Consistency (databases)

databases distributed-systems

Consistency

For databases, ‘‘consistency’’ means satisfying integrity constraints, which are about the correctness of the data in a database. So a database is ‘‘consistent’’ if all its constraint are satisfied.

Integrity Constraints

Some of the integrity constraints are:

entity integrity constraint (a primary key cannot be null)
referential integrity constraint (if a tuple $X$ in one relation refers to some other tuple $Y$ in another relation, $Y$ must always exist in that relation)

Examples of predicates that must hold:

$x$ is a key of relation $R$
Functional Dependency $x \to y$ holds in $R$
domain($x$) = {Red, Green, Blue} - the only allowed values
no employee should make more than twice average salary (achieved with triggers in Active Databases)

In a database to specify if data is valid we use constraints.

Transaction Constraints

Transaction Consistency

essentially involve two database states: the old state (before $T$) and the new state (after $T$)
but ‘'’always’’’ maintaining a database in a consistent state is impossible

Example:

we have $n$ accounts in a bank: $a_1, …, a_n$
suppose that we store the total sum somewhere in the database
constraint: $a_1 + … + a_n = \text{TOTAL}$
but during a transaction the database may be in inconsistent state
transaction: deposit 100 USD to $a_2$
to do that we need:
- update $a_2: a_2 \leftarrow a_2 + 100$
- (at this moment the constraint is not satisfied)
- update TOTAL: $\text{TOTAL} \leftarrow \text{TOTAL} + 100$
so during the transaction we’ll have a state in which the DB is not consistent

We can define a ‘‘transaction’’ as a sequence of updates on the database.
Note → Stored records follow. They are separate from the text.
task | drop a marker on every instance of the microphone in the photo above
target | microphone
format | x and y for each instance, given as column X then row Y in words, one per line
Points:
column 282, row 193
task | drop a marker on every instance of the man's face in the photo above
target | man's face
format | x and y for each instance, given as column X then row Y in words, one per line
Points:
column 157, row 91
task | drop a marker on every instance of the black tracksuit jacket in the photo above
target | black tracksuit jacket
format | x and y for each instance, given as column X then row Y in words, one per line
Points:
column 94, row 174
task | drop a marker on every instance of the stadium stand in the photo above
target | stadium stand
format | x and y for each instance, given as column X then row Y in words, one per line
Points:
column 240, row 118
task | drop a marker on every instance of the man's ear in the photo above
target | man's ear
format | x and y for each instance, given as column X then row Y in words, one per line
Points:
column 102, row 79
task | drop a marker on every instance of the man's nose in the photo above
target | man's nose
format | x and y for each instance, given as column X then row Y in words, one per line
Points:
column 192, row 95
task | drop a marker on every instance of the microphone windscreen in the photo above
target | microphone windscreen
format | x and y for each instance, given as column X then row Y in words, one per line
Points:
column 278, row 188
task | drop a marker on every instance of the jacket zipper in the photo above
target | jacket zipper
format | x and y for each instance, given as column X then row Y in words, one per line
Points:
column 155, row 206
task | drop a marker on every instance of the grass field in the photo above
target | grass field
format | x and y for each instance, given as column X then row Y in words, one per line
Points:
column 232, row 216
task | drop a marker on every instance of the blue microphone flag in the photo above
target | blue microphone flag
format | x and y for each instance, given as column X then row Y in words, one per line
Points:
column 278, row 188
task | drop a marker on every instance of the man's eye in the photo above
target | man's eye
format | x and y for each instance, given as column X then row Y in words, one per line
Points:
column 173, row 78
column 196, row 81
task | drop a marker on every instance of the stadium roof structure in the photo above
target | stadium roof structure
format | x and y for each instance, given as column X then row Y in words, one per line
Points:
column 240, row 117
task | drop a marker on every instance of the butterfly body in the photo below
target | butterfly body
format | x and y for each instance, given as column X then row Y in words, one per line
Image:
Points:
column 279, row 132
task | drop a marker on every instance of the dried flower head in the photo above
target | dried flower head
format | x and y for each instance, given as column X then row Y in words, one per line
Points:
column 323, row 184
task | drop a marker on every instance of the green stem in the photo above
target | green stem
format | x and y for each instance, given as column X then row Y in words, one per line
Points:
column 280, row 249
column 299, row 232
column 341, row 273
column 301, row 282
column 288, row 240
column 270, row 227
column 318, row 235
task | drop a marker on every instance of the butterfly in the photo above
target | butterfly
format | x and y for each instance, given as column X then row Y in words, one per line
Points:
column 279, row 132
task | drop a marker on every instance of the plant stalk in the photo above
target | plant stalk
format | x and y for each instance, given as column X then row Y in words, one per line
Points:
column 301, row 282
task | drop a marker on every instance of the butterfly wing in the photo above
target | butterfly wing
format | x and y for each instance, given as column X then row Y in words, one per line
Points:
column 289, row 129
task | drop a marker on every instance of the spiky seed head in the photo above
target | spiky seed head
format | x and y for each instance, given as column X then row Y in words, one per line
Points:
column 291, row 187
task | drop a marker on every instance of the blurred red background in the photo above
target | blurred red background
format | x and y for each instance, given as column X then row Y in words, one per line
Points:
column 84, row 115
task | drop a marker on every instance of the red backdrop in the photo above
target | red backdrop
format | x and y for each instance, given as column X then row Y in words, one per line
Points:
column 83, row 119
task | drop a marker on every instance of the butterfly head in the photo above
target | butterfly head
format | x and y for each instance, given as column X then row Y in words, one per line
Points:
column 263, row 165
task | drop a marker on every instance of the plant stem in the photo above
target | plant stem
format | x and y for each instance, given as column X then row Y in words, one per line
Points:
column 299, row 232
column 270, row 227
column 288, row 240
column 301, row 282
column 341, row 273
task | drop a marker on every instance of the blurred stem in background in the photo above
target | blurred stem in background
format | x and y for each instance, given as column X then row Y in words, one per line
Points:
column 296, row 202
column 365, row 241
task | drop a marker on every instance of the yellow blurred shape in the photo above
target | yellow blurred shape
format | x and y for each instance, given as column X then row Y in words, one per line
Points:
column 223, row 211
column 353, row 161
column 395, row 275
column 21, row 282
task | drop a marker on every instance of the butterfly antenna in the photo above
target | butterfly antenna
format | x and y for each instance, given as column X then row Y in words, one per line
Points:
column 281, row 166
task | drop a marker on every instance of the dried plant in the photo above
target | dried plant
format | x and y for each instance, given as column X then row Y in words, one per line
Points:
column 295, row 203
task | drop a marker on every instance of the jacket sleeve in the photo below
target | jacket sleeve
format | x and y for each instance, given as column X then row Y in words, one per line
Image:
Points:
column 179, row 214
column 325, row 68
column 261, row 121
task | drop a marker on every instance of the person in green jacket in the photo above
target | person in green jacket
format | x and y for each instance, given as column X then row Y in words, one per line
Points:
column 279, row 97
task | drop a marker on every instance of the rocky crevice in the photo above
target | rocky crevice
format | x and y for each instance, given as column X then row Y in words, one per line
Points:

It ‘‘preserves consistency’’ if executing it brings a database from one consistent state to another.
The database doesn’t have to be consistent during the transaction.
For transactions, consistency is the letter “C” in the ACID.
And a transaction should happen in Isolation (Letter “I” in ACID)

Crash Recovery

But what if during the execution of a transaction a crash occurs?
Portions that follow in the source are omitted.